August 13, 2025 Share this article:

Richard Sterling Blog Post

By Richard Sterling, Partner at AltoPartners Australia.

This article was first posted on LinkedIn. To read the original post, click here.

So many C-suite résumés read like LinkedIn profiles on sedatives, polished but lifeless.

Impressive titles? Yes. Lists of responsibilities? Usually. But where’s the spark? The leadership thread? Where’s the evidence they reshaped the role not just occupied it?

After nearly 30 years in executive search, I’ve reviewed thousands of résumés. Some impress. Many don’t.

The best résumés go beyond a catalogue of roles. They make a credible leadership case.

So, let me offer a candid perspective on what I look for, what raises red flags and what turns a résumé from ordinary to remarkable.

The First Impression

The résumé, although not always the beginning of an executive search process, needs to make a strong first impression.

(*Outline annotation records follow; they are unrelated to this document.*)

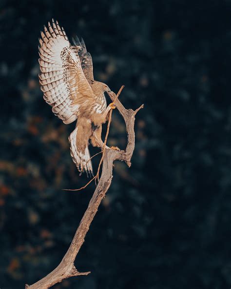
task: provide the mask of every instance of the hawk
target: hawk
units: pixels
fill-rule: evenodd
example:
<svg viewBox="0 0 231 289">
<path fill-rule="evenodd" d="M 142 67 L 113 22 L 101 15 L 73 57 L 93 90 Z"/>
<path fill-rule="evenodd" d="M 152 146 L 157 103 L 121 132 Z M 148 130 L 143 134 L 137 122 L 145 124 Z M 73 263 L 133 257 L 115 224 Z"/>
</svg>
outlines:
<svg viewBox="0 0 231 289">
<path fill-rule="evenodd" d="M 79 171 L 93 175 L 88 149 L 89 140 L 94 146 L 102 148 L 102 124 L 116 106 L 107 107 L 104 93 L 111 89 L 93 76 L 91 54 L 82 39 L 77 37 L 72 45 L 57 21 L 44 26 L 39 39 L 39 83 L 43 98 L 52 106 L 55 115 L 66 124 L 77 120 L 69 137 L 71 155 Z"/>
</svg>

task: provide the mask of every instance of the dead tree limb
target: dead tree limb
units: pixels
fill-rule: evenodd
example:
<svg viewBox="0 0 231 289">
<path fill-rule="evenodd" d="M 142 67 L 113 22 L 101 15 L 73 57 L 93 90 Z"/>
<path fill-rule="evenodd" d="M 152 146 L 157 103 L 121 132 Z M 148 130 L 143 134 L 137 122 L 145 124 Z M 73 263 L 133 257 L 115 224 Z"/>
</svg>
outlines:
<svg viewBox="0 0 231 289">
<path fill-rule="evenodd" d="M 110 97 L 113 101 L 116 95 L 112 93 Z M 118 160 L 125 162 L 128 166 L 131 165 L 131 159 L 135 144 L 135 115 L 139 109 L 143 107 L 142 104 L 135 111 L 126 109 L 118 100 L 116 101 L 116 105 L 125 122 L 128 135 L 128 144 L 126 150 L 106 149 L 103 160 L 102 173 L 99 182 L 67 252 L 59 265 L 52 272 L 32 285 L 26 284 L 26 289 L 48 289 L 65 279 L 79 275 L 88 275 L 90 273 L 90 271 L 78 272 L 75 267 L 74 261 L 84 242 L 85 236 L 89 229 L 90 225 L 98 210 L 101 201 L 111 185 L 113 176 L 113 162 Z"/>
</svg>

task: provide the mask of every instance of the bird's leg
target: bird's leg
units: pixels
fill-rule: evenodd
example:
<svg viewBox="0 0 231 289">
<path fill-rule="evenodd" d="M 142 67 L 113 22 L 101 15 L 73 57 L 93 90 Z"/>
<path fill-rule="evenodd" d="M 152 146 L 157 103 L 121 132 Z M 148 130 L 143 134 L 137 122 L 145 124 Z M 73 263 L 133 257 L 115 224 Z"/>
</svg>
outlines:
<svg viewBox="0 0 231 289">
<path fill-rule="evenodd" d="M 101 134 L 101 133 L 100 133 Z M 94 140 L 95 142 L 96 143 L 97 146 L 99 147 L 101 147 L 102 149 L 103 148 L 103 142 L 101 139 L 101 137 L 98 135 L 98 134 L 97 133 L 97 131 L 95 131 L 93 132 L 93 136 L 94 137 Z M 107 145 L 105 145 L 106 148 L 109 148 L 109 147 Z"/>
<path fill-rule="evenodd" d="M 114 103 L 110 103 L 106 109 L 106 110 L 103 113 L 103 117 L 104 118 L 106 118 L 108 113 L 109 112 L 111 109 L 115 109 L 116 107 L 116 104 Z"/>
</svg>

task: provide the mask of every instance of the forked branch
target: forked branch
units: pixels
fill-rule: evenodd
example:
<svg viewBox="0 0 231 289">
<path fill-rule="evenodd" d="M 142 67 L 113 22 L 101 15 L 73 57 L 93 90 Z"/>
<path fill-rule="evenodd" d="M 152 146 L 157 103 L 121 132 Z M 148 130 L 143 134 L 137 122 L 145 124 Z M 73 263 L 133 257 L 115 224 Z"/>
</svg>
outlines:
<svg viewBox="0 0 231 289">
<path fill-rule="evenodd" d="M 111 93 L 112 101 L 116 99 L 114 93 Z M 125 162 L 131 165 L 131 159 L 133 153 L 135 144 L 134 124 L 135 115 L 143 107 L 141 105 L 135 111 L 126 109 L 120 102 L 116 101 L 116 106 L 125 122 L 128 136 L 128 144 L 126 150 L 116 150 L 106 149 L 102 160 L 101 177 L 94 193 L 91 199 L 88 207 L 81 220 L 71 245 L 59 265 L 47 276 L 32 285 L 26 285 L 26 289 L 48 289 L 63 280 L 79 275 L 88 275 L 90 271 L 79 272 L 74 265 L 77 254 L 84 242 L 84 238 L 89 229 L 98 206 L 108 190 L 113 178 L 113 162 L 119 160 Z"/>
</svg>

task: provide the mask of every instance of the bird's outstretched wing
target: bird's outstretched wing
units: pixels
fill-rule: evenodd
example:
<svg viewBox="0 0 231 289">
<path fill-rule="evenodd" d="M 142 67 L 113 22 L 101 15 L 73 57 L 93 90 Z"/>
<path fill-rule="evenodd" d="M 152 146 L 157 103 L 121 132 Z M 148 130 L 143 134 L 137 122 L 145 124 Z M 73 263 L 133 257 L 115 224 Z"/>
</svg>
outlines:
<svg viewBox="0 0 231 289">
<path fill-rule="evenodd" d="M 79 57 L 81 62 L 81 66 L 84 75 L 89 83 L 94 81 L 93 75 L 93 63 L 91 54 L 87 51 L 86 45 L 83 39 L 82 38 L 81 41 L 78 37 L 76 36 L 72 39 L 75 46 L 74 48 L 76 50 L 77 53 Z"/>
<path fill-rule="evenodd" d="M 81 107 L 92 101 L 94 93 L 63 28 L 53 20 L 48 29 L 44 26 L 39 40 L 41 89 L 55 114 L 64 124 L 70 124 Z"/>
</svg>

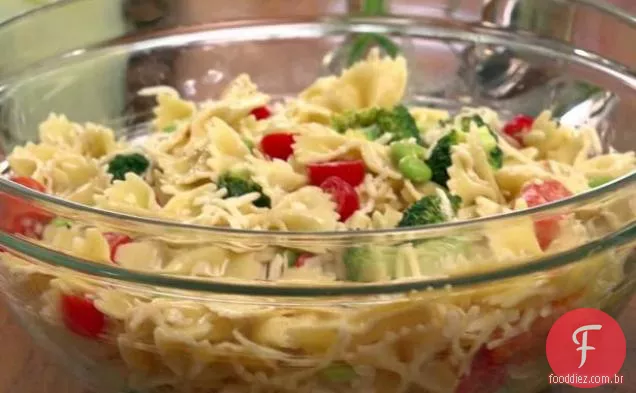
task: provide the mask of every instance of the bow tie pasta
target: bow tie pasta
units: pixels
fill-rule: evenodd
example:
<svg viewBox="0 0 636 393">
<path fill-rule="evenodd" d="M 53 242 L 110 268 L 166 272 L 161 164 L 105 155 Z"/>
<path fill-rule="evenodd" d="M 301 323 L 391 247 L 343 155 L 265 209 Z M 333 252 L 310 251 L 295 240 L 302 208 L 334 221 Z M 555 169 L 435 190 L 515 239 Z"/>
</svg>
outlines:
<svg viewBox="0 0 636 393">
<path fill-rule="evenodd" d="M 52 114 L 37 142 L 9 155 L 11 179 L 156 225 L 113 229 L 107 224 L 115 218 L 87 223 L 15 201 L 0 222 L 99 264 L 93 268 L 273 288 L 364 287 L 519 267 L 633 222 L 633 200 L 488 220 L 632 173 L 634 152 L 603 154 L 595 130 L 559 124 L 548 111 L 506 122 L 488 108 L 408 106 L 407 83 L 403 57 L 372 51 L 283 101 L 248 75 L 202 103 L 171 87 L 144 89 L 157 106 L 139 139 L 117 140 L 106 127 Z M 481 220 L 479 231 L 453 236 L 394 230 L 473 219 Z M 175 223 L 191 226 L 176 234 Z M 351 241 L 354 231 L 370 240 Z M 300 240 L 289 241 L 290 232 Z M 317 234 L 340 240 L 303 240 Z M 602 303 L 625 260 L 594 256 L 562 271 L 342 306 L 164 294 L 152 282 L 139 290 L 114 280 L 98 285 L 11 253 L 0 258 L 33 299 L 33 314 L 56 334 L 64 327 L 60 340 L 95 344 L 86 356 L 106 354 L 94 363 L 124 373 L 122 391 L 144 393 L 498 391 L 508 377 L 497 373 L 508 375 L 509 363 L 536 372 L 536 359 L 524 356 L 543 342 L 532 338 L 575 304 Z M 471 390 L 471 376 L 484 373 L 494 381 L 490 390 Z"/>
</svg>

Job titles alone tell me little. “Chief Executive Officer” might mean leading a national For Purpose organisation with complex funding streams, or running a small community service with a team of five. Without context a title is just a label.

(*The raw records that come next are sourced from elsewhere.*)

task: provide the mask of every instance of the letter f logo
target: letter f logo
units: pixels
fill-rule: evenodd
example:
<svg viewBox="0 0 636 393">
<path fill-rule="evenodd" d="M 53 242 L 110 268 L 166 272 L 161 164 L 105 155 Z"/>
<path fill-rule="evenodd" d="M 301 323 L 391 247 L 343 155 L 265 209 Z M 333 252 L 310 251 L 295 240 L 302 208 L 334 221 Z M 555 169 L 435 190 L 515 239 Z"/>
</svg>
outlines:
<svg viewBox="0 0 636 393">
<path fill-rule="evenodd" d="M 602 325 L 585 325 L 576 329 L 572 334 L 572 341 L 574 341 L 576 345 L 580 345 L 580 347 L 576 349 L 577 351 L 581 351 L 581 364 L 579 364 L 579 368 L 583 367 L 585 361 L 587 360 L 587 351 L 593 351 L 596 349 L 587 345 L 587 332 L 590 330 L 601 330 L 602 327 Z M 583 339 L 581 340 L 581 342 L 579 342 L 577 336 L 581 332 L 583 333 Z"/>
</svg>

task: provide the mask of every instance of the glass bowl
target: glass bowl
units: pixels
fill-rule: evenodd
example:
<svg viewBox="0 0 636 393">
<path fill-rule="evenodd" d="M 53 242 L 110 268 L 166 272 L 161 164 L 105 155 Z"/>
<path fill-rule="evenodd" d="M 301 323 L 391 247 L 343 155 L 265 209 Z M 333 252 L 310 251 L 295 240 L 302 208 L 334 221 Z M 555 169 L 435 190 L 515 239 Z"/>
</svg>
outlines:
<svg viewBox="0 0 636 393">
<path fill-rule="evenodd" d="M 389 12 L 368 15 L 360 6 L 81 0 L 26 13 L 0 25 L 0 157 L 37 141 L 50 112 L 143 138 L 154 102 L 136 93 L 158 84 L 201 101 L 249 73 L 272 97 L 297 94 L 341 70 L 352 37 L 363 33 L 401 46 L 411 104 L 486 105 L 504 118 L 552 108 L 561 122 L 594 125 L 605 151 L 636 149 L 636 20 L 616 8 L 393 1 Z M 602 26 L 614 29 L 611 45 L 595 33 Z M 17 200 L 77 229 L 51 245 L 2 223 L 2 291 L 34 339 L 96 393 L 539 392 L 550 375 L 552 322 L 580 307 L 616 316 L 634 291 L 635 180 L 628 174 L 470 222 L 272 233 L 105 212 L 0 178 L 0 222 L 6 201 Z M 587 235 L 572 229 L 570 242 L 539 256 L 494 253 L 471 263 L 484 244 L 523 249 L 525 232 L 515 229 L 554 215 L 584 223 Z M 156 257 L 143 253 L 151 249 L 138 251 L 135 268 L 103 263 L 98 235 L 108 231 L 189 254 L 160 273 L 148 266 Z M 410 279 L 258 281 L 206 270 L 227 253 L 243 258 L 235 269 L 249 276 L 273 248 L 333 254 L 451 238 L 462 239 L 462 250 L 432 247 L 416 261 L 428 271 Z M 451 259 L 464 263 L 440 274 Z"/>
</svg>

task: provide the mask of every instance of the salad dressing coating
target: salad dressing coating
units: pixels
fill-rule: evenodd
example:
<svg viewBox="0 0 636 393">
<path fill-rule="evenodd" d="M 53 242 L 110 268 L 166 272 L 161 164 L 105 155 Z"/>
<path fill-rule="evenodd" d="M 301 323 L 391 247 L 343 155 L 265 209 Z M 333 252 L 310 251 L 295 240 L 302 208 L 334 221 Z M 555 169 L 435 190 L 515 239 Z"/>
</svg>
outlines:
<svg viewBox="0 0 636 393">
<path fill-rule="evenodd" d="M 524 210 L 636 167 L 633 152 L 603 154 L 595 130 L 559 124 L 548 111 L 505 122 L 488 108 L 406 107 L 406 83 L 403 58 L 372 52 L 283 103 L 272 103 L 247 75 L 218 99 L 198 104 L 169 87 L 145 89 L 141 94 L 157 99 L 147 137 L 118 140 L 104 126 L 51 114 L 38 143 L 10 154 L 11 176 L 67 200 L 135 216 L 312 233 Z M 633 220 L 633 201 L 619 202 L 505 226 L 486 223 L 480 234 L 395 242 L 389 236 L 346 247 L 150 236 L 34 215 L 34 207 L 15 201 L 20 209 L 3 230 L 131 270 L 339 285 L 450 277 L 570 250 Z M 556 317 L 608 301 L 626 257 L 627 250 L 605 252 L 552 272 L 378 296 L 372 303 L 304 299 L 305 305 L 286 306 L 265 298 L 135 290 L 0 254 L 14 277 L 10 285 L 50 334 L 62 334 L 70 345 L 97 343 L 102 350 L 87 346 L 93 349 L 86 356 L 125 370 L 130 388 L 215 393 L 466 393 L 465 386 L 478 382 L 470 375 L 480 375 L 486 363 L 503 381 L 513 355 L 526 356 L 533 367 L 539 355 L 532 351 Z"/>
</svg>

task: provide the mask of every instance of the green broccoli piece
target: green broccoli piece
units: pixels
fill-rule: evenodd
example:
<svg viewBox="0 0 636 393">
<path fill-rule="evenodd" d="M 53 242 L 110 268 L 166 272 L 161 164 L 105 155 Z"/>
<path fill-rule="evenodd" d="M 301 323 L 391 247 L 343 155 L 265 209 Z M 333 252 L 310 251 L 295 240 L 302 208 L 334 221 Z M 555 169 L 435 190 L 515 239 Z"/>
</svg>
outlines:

I want to understand the size, scope and circumstances. Was the organisation expanding, stabilising, recovering from a funding shortfall or navigating a merger? These details matter.

Beyond responsibilities, I’m looking for outcomes. It’s one thing to say you were “responsible for transformation.” It’s another to say you “secured $4 million in new funding and unified three regional programs under a single service model.” One is vague and the other is concrete.

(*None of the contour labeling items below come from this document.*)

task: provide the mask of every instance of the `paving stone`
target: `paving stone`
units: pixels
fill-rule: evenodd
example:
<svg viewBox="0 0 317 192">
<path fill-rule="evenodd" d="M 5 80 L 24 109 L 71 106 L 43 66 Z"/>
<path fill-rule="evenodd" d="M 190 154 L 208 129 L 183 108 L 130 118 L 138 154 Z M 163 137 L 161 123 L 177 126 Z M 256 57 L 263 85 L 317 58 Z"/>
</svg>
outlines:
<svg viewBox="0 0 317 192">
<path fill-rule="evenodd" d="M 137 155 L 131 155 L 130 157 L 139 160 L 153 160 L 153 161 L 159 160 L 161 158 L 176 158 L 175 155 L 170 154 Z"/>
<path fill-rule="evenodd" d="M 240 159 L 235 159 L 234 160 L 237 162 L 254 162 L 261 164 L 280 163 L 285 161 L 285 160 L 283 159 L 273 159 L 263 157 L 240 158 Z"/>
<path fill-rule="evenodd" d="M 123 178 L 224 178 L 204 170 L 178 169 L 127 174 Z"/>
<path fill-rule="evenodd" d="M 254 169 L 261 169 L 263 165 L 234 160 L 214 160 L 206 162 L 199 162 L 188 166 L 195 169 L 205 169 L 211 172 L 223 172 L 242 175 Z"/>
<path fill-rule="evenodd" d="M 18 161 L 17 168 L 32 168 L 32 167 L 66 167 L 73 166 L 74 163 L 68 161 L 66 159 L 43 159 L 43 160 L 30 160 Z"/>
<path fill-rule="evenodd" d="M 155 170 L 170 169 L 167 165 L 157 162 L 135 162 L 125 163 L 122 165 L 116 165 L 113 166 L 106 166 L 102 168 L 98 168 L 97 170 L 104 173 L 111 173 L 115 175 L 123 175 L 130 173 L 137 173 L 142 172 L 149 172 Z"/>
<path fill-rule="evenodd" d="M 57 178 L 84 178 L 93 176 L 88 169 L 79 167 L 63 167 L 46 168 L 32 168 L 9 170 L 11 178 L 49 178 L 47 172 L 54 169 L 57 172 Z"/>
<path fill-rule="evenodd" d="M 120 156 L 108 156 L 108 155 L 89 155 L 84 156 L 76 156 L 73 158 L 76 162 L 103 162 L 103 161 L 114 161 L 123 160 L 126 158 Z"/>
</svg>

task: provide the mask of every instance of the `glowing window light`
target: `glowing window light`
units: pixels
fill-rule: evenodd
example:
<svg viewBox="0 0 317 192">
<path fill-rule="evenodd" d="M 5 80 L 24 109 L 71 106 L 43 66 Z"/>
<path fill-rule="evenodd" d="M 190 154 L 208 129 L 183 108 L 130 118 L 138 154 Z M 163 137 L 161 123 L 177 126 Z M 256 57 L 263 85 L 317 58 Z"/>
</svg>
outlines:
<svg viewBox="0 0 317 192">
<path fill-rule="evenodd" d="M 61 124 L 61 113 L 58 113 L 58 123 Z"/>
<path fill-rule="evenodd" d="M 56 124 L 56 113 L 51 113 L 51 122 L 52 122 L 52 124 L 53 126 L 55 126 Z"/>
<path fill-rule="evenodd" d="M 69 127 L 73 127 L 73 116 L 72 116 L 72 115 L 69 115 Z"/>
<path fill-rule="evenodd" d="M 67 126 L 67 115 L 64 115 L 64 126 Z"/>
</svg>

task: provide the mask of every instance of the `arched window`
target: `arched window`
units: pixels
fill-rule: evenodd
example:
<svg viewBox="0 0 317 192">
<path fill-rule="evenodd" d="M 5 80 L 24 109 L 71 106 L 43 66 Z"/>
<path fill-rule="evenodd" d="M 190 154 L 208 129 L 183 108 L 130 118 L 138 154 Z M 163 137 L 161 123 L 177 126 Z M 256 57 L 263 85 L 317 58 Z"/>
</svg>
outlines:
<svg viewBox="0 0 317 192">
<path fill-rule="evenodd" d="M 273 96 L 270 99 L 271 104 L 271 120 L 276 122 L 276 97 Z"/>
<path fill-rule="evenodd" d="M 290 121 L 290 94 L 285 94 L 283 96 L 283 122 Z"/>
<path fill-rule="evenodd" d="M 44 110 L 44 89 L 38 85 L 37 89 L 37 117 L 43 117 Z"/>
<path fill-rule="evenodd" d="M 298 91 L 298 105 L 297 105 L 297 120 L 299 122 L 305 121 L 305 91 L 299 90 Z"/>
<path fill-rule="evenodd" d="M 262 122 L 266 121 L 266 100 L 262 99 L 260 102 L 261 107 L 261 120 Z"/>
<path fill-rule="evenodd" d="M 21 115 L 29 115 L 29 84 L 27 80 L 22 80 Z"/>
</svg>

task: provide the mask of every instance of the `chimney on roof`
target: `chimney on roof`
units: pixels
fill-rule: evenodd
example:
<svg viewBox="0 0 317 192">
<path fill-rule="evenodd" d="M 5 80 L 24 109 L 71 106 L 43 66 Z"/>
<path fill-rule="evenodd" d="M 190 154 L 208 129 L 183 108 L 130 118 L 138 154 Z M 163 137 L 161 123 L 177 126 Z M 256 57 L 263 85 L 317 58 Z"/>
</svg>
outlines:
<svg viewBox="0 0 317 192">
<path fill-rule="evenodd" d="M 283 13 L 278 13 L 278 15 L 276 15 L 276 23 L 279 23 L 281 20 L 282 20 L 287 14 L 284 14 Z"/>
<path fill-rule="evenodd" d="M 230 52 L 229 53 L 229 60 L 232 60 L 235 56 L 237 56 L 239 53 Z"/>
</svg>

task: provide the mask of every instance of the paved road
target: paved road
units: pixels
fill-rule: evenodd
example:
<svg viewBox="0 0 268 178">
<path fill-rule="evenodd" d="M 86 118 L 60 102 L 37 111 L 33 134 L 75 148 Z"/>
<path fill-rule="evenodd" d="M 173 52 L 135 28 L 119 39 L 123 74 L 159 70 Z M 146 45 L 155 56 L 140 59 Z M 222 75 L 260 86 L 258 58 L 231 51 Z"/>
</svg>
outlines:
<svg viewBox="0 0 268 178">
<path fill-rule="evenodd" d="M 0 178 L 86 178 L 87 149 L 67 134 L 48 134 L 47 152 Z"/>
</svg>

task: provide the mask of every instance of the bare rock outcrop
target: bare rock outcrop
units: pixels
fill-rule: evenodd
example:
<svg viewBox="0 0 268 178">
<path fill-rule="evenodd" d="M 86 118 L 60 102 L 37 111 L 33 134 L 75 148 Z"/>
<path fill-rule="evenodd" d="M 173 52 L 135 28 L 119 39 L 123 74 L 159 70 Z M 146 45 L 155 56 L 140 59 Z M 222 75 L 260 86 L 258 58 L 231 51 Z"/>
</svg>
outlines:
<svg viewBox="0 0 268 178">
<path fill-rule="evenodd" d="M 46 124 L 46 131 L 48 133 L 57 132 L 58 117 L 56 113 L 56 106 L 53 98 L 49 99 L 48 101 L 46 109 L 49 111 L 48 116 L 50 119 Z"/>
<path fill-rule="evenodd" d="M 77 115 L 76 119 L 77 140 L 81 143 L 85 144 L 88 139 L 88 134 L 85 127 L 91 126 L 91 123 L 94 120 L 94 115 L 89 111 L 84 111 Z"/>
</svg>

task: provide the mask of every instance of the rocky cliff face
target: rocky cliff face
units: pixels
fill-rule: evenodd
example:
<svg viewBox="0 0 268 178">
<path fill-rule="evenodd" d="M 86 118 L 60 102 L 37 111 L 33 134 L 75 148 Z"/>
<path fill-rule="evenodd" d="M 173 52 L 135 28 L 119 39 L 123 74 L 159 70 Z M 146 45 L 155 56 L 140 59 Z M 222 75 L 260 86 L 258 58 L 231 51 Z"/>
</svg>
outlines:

I also watch for red flags. Short stints, sideways moves, unexplained gaps. They’re not dealbreakers but they do prompt questions.

For example, if someone spent only nine months in a senior role, I’ll want to understand why. Was it a turnaround role that wrapped up early? Did a values misalignment lead to a planned exit? Whatever the reason, offering the context up front helps frame the story constructively.

What I’m Really Reading For

Every résumé prompts a decision as to what I should dig into further? On its own it won’t determine suitability but it always shapes the questions I’ll ask next.

I’m reading for leadership, judgment and credibility. I compare what’s written to what I find through research, interviews, referees and online footprints. If the numbers don’t add up or the story shifts, credibility suffers.

Presentation matters as well but I’m not looking for artistic flair. No fancy fonts, no rainbow colours or novelty bullets. Just clarity. Logical structure. Clean, easy to read formatting. A professional tone, free of jargon.

What Strong Résumés Do

A strong résumé doesn’t just tell me where you’ve been. It shows how you lead, what you’ve achieved and why it matters.

It should reveal how you’ve shaped strategy, delivered results, strengthened teams and led with values aligned to mission.

Intent may guide you but impact defines you.